THE FAST AND THE FURIOUS (15)

It's fascinating the number of US films made involving high-speed car chases.

Anyone who hasn't been there would think America was a country overrun by high velocity maniacs, when the truth is they live in more of a nanny state than we do.

Every street corner has a camera and one digit over the speed restrictions and you are nabbed. In fact they are 30 years ahead of what's coming our way.

Perhaps that's why films like The Fast and The Furious about illegal street racing are so appealing. They feed our frustrated competitive needs - the speed demon that lurks within.

In the manner of all the best fantasies in this film there is a motorway chase that entails hijacking an 18-wheeler truck by three Honda Civics, one of which slides under the truck and then appears unscathed. The reality would have been strawberry jam. That said, it is fast and furious.

Blond, blue-eyed cop and would-be detective Brian O'Connor (Paul Walker) goes undercover to investigate a series of multi-million dollar motorway heists involving DVD equipment.

He has to infiltrate an illegal drag race team headed by the prime suspect Dominic Toretto (Vin Diesel - sounds like a vintage petrol.)

The gang are antagonistic towards him and beat him up, but he hangs in there probably because he fancies Toretto's sister Mia (Jordana Brewster) who runs a sandwich bar and sustains him with tuna salad on white bread, no crusts, every day. And they say romance is dead.

Things start to get sticky when one night O'Connor saves Toretto from certain arrest and they discover on affinity for each other.
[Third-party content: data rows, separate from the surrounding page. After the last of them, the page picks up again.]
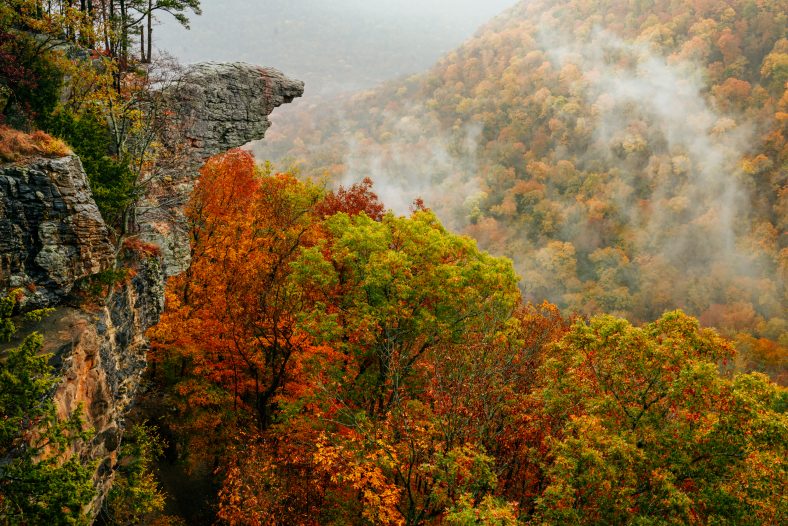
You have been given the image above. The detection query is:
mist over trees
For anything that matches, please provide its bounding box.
[255,0,788,386]
[155,0,515,95]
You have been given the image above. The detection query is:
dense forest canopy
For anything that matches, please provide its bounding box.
[0,0,788,526]
[256,0,788,384]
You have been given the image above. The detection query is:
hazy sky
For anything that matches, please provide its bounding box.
[154,0,517,95]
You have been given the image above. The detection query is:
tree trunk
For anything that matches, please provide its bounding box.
[148,0,153,63]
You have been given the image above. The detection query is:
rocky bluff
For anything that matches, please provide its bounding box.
[0,63,304,510]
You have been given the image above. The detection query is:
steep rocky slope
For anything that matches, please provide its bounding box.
[0,60,303,510]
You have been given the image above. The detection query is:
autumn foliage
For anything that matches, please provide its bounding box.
[145,151,788,525]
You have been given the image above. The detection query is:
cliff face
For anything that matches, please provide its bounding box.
[0,155,115,308]
[137,62,304,276]
[0,59,303,512]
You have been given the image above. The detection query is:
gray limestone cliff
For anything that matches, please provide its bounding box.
[136,62,304,276]
[0,155,115,308]
[0,63,303,513]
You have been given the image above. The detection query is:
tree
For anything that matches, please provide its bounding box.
[533,311,788,524]
[0,292,94,525]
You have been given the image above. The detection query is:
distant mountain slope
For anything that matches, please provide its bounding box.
[258,0,788,380]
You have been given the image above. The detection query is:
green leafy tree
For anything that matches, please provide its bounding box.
[534,311,788,524]
[0,295,94,525]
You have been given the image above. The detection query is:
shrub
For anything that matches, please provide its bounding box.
[0,126,71,162]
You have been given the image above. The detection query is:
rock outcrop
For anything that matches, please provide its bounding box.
[136,62,304,276]
[0,155,115,308]
[0,60,303,512]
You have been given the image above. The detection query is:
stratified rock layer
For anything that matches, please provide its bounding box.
[0,59,304,514]
[136,62,304,276]
[0,155,115,307]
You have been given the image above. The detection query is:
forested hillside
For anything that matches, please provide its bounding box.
[0,0,788,526]
[142,150,788,526]
[258,0,788,381]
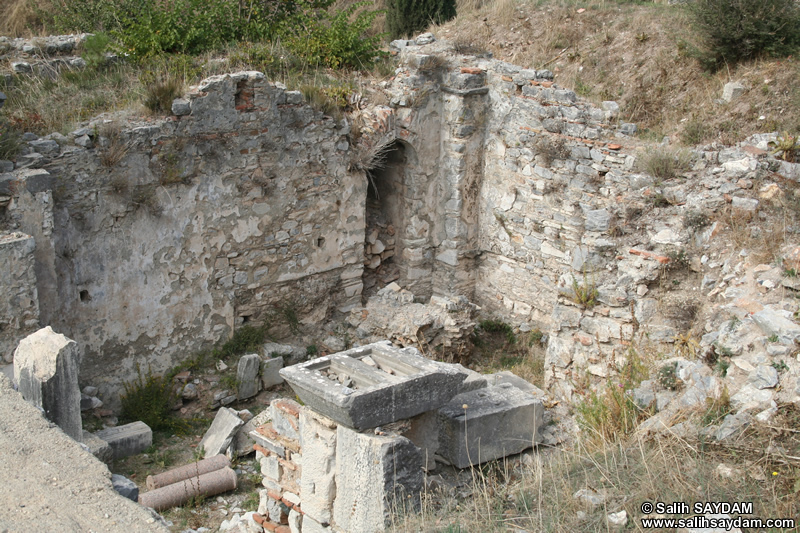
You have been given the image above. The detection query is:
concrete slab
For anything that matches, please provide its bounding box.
[332,426,423,533]
[280,341,467,429]
[94,421,153,459]
[14,326,83,442]
[200,407,244,457]
[485,370,547,400]
[439,383,544,468]
[236,353,261,400]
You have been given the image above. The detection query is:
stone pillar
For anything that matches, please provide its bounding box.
[333,426,423,533]
[14,326,83,442]
[433,67,489,299]
[300,408,336,525]
[0,233,39,370]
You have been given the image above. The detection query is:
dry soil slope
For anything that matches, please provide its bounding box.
[0,374,168,533]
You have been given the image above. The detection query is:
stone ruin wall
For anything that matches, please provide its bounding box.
[0,37,764,400]
[0,73,366,393]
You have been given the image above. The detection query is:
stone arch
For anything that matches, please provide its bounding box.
[363,137,430,301]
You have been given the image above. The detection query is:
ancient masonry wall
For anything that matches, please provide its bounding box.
[0,232,39,374]
[382,41,715,395]
[0,73,366,393]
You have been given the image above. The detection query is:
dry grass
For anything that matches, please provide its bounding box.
[391,405,800,533]
[0,0,38,37]
[432,0,800,144]
[3,64,141,134]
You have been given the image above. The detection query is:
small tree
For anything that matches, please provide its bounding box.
[688,0,800,68]
[386,0,456,38]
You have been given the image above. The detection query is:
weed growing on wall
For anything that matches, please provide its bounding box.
[575,348,652,443]
[386,0,456,38]
[0,117,22,160]
[687,0,800,69]
[120,367,186,431]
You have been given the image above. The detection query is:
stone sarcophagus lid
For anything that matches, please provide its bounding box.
[280,341,467,430]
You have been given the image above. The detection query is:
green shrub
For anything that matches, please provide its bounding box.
[139,60,183,114]
[575,349,652,442]
[688,0,800,69]
[572,271,600,309]
[281,2,385,69]
[81,33,111,70]
[120,368,184,431]
[215,325,267,358]
[386,0,456,38]
[639,148,691,181]
[0,117,22,160]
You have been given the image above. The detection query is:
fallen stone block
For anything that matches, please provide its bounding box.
[280,341,466,429]
[269,398,301,441]
[261,357,283,389]
[94,421,153,460]
[332,426,423,533]
[230,409,270,457]
[139,468,236,511]
[14,326,83,442]
[81,431,114,464]
[200,407,244,457]
[486,370,547,400]
[403,411,439,472]
[111,474,139,502]
[145,455,231,490]
[439,383,544,468]
[236,353,261,400]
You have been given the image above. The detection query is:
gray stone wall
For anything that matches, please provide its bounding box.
[0,232,39,375]
[3,73,366,393]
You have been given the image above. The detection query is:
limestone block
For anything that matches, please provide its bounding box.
[439,383,544,468]
[230,409,272,457]
[269,398,301,441]
[403,411,439,472]
[282,341,466,429]
[200,407,244,457]
[0,235,39,363]
[236,353,261,400]
[81,431,114,464]
[722,81,744,102]
[747,365,778,389]
[94,421,153,459]
[300,515,333,533]
[14,326,83,442]
[300,408,336,524]
[289,509,303,533]
[111,474,139,502]
[261,357,283,389]
[333,426,423,533]
[753,307,800,344]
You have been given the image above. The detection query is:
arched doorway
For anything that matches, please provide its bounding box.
[362,140,408,302]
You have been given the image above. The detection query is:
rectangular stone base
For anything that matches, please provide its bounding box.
[94,421,153,460]
[438,383,544,468]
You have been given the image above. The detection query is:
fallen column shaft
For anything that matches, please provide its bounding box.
[139,467,236,511]
[146,454,231,490]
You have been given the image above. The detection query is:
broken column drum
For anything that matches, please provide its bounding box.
[139,467,236,511]
[281,341,466,429]
[146,454,231,490]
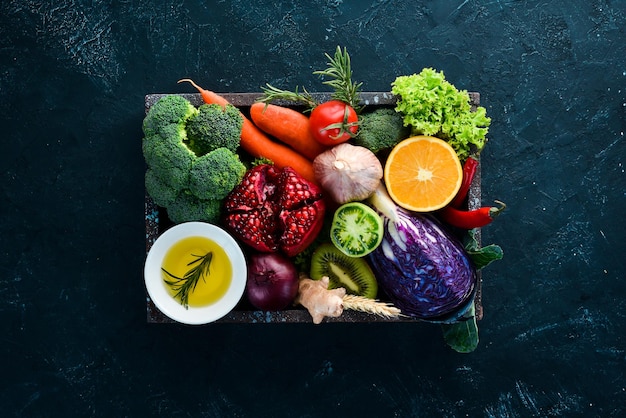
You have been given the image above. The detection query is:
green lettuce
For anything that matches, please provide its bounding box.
[391,68,491,161]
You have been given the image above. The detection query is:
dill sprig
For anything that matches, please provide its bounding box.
[313,46,363,109]
[161,251,213,309]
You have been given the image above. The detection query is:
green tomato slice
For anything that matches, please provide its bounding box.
[330,202,383,257]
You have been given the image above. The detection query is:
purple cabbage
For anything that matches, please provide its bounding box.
[368,184,477,321]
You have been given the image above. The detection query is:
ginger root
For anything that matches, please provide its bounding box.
[295,274,404,324]
[295,276,346,324]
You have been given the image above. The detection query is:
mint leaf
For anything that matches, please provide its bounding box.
[465,230,504,270]
[441,305,478,353]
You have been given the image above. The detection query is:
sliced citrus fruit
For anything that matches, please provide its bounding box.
[330,202,384,257]
[384,136,463,212]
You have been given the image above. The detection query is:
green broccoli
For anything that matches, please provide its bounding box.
[189,147,246,199]
[142,124,197,190]
[143,95,198,137]
[142,95,245,223]
[187,104,243,156]
[167,191,222,223]
[354,107,411,153]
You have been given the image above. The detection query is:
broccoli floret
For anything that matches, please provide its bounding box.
[354,107,411,153]
[142,124,196,190]
[189,147,246,199]
[187,104,243,156]
[143,95,198,137]
[167,192,222,223]
[142,95,246,223]
[145,168,180,207]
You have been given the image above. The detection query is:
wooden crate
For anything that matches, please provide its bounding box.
[144,92,483,324]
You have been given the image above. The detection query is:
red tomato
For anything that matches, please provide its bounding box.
[309,100,359,146]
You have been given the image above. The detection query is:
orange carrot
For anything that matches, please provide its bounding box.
[250,102,328,160]
[179,79,319,185]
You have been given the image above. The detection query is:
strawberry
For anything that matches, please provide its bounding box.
[224,164,325,257]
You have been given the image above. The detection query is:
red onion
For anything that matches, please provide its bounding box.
[246,253,298,311]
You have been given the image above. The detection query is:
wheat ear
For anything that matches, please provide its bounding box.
[343,295,402,318]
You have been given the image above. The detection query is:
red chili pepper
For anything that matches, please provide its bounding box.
[449,156,479,208]
[439,200,506,229]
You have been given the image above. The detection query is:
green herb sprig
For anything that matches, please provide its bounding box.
[313,46,363,109]
[161,251,213,309]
Will O'Connor choose ambition over friendship, trust and love?

The Fast and The Furious is based on a magazine article by Ken Li revealing the ins and outs of real life street car racing gangs.

The script by Gary Scott Thompson, Erik Bergquist and David Ayer is fairly inane, but it doesn't matter, as there are car chases and excitement aplenty.

This film is easier to understand than Gone in 60 Seconds and has no pretensions.

Walker (The Skulls, 2000) looks beautiful but cannot act, while Diesel (Pitch Black, 2000) looks hunky and can.

In fact he is excellent and I am sure will be a high flyer before long.

Director Rob Cohen (Daylight, 1996) has very sensibly kept the film to 90 minutes, which is his trump card.

Any longer and it would have palled, but at that length it zoomed throughout.

Cinematographer Ericson Core (Payback, 1999) has done some terrific camerawork and editor Peter Honess (LA Confidential, 1997) cutting and pasting is fantastic.

This is a stereotype car chasing story and none the worse for that.

It has cool souped-up vehicles and gorgeous girls so will appeal to most males between 15 to 30.

So though it's twaddle it is fast and furious which is, after all, what it claims to be.